My next hike along the E10 is from Groß Köris to Burg (Spreewald), which is an eighty-kilometer section and mostly through wildlife preserves, along waterways, and occasionally through towns or alongside farmland. None of the local tourism offices had ever heard of somebody doing a hike like this in winter (temperatures over that weekend are predicted to stay below freezing, so it’s a somewhat … sporting hike due to the season as well).
This is going to be my first section hike where I’ll be staying at bivouac sites along the trail, so I’ll be able to report on them when I come back.

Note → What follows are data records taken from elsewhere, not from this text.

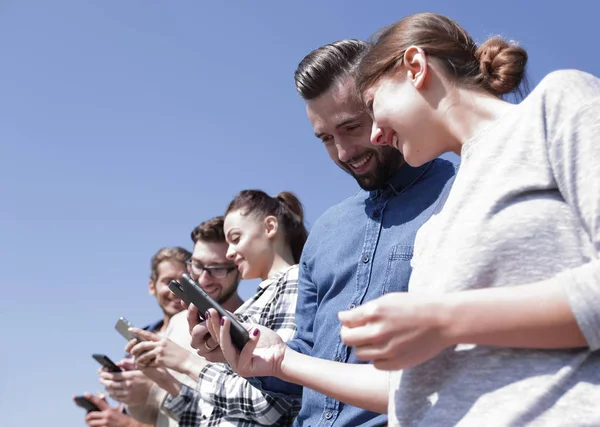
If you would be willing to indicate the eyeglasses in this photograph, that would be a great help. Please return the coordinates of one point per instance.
(218, 272)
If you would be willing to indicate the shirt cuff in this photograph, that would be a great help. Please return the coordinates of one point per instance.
(178, 405)
(581, 286)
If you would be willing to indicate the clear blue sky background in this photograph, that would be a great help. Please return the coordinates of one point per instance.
(123, 124)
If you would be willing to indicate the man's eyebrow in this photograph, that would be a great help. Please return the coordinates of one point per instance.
(339, 125)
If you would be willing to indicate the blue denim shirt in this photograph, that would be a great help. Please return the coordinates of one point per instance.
(357, 251)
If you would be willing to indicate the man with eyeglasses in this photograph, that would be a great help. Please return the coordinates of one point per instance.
(210, 267)
(218, 276)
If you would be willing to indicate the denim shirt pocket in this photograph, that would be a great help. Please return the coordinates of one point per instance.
(398, 269)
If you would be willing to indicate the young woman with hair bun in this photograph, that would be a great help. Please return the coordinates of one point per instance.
(265, 236)
(501, 324)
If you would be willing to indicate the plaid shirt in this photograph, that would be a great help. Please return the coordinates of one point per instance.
(223, 398)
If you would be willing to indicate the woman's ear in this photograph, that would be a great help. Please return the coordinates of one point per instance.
(416, 65)
(271, 226)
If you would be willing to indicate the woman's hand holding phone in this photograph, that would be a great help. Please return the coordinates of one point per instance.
(261, 356)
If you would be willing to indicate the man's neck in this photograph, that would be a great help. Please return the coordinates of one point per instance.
(166, 320)
(232, 303)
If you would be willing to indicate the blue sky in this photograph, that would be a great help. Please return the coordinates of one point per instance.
(123, 124)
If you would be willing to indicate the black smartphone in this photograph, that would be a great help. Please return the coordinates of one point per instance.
(88, 405)
(108, 364)
(189, 291)
(122, 326)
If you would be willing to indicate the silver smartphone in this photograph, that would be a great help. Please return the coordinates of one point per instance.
(122, 326)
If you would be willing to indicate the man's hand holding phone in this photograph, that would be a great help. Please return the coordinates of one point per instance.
(130, 387)
(157, 351)
(202, 341)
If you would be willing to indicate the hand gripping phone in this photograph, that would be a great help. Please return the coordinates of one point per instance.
(122, 326)
(108, 364)
(82, 402)
(189, 291)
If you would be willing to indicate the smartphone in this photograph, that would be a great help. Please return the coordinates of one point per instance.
(122, 326)
(194, 294)
(88, 405)
(108, 364)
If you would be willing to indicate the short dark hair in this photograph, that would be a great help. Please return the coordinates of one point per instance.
(324, 66)
(175, 254)
(210, 231)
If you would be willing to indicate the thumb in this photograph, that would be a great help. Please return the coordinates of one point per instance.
(245, 360)
(127, 364)
(99, 400)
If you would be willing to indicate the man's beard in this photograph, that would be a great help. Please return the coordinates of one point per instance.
(387, 162)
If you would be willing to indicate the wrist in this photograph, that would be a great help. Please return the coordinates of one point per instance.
(285, 369)
(447, 315)
(173, 387)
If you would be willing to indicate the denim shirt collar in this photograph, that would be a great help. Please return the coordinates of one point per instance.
(403, 178)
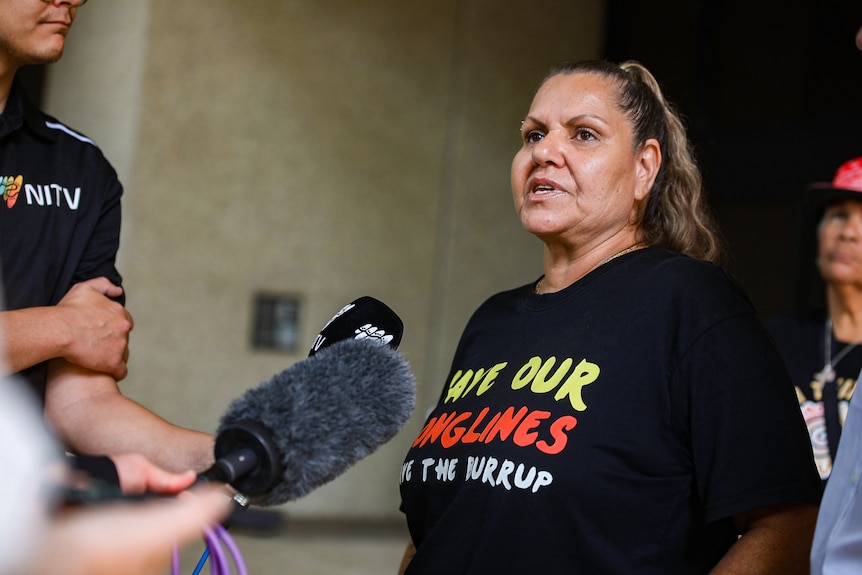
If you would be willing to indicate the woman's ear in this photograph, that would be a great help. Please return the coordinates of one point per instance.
(648, 164)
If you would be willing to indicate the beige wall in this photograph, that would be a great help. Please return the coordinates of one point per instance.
(323, 148)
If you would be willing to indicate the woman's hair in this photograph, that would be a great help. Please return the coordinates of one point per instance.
(676, 215)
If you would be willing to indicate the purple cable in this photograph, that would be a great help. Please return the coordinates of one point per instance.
(218, 560)
(233, 549)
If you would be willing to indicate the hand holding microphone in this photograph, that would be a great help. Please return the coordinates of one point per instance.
(310, 423)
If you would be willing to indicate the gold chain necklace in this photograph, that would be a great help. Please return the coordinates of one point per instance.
(827, 374)
(540, 284)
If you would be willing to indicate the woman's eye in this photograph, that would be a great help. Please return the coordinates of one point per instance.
(584, 134)
(533, 136)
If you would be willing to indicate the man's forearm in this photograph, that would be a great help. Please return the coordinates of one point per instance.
(92, 417)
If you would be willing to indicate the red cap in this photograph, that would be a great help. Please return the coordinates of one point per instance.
(847, 184)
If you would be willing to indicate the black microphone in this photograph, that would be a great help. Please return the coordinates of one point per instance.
(363, 318)
(308, 424)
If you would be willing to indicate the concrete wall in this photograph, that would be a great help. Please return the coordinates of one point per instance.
(322, 148)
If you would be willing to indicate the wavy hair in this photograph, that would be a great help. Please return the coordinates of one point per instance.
(676, 215)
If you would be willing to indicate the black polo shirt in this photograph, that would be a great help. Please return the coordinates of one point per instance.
(59, 211)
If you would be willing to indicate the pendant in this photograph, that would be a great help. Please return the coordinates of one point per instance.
(825, 375)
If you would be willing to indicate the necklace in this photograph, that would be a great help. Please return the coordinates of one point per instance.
(827, 374)
(541, 283)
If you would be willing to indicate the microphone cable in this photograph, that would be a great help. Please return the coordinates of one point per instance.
(221, 549)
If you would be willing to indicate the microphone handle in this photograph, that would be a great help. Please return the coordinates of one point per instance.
(230, 467)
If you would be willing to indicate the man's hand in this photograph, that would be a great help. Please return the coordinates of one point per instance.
(138, 475)
(97, 328)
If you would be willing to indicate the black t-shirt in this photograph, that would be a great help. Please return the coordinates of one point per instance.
(59, 212)
(613, 427)
(800, 339)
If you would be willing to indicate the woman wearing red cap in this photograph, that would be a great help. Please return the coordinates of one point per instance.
(822, 347)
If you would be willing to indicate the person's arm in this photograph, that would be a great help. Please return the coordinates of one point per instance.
(85, 327)
(409, 552)
(775, 540)
(92, 417)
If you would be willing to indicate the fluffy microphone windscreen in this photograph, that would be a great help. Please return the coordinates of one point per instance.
(328, 411)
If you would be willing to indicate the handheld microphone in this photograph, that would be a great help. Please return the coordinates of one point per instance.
(363, 318)
(311, 422)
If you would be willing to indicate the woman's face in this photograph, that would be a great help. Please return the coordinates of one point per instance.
(577, 178)
(840, 246)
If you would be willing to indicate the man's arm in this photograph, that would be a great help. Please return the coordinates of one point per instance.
(85, 327)
(92, 417)
(775, 540)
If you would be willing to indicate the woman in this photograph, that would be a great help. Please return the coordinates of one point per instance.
(626, 413)
(821, 346)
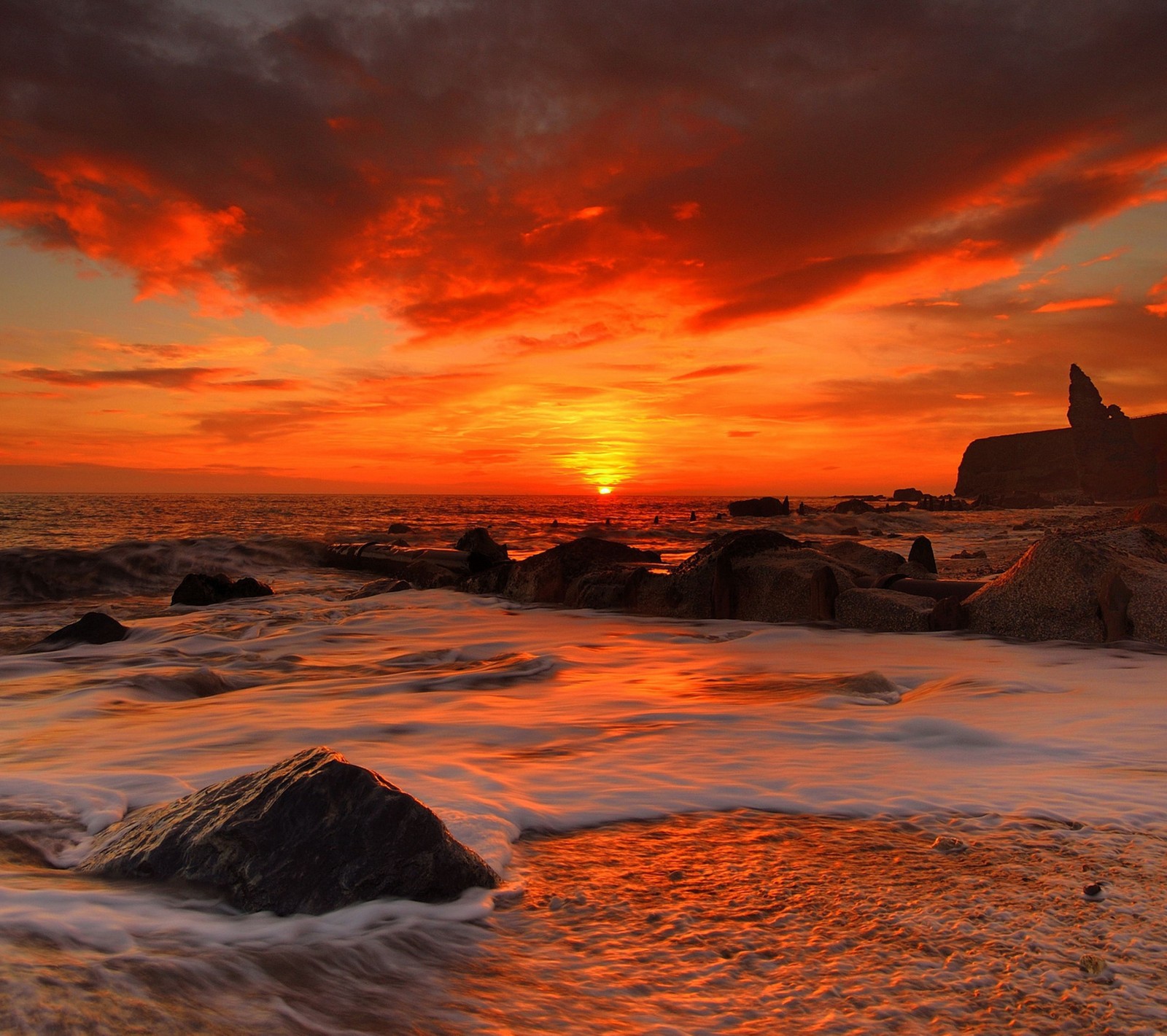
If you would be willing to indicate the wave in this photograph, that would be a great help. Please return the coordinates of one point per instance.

If they’re as nice as they look in the tourist brochures the local governments helpfully sent me, then perhaps they can serve as a successful moder for building more of them, as I make my way down-trail toward Czechia.
I’m getting farther and farther away from Berlin, so the trips to get to the trailhead and back home are taking longer, in turn commending multi-night sections rather than individual day-hikes. The trail, and my journey along it, is stretching out and expanding the more progress I make.
Statistics for the recently ended season haven’t been published yet, but I recall a forest ranger on my hike last year saying that ten thousand hikers a year was the average number (which went up significantly during the first couple years of the Covid pandemic as people sought relief from the lockdowns by heading out into the woods).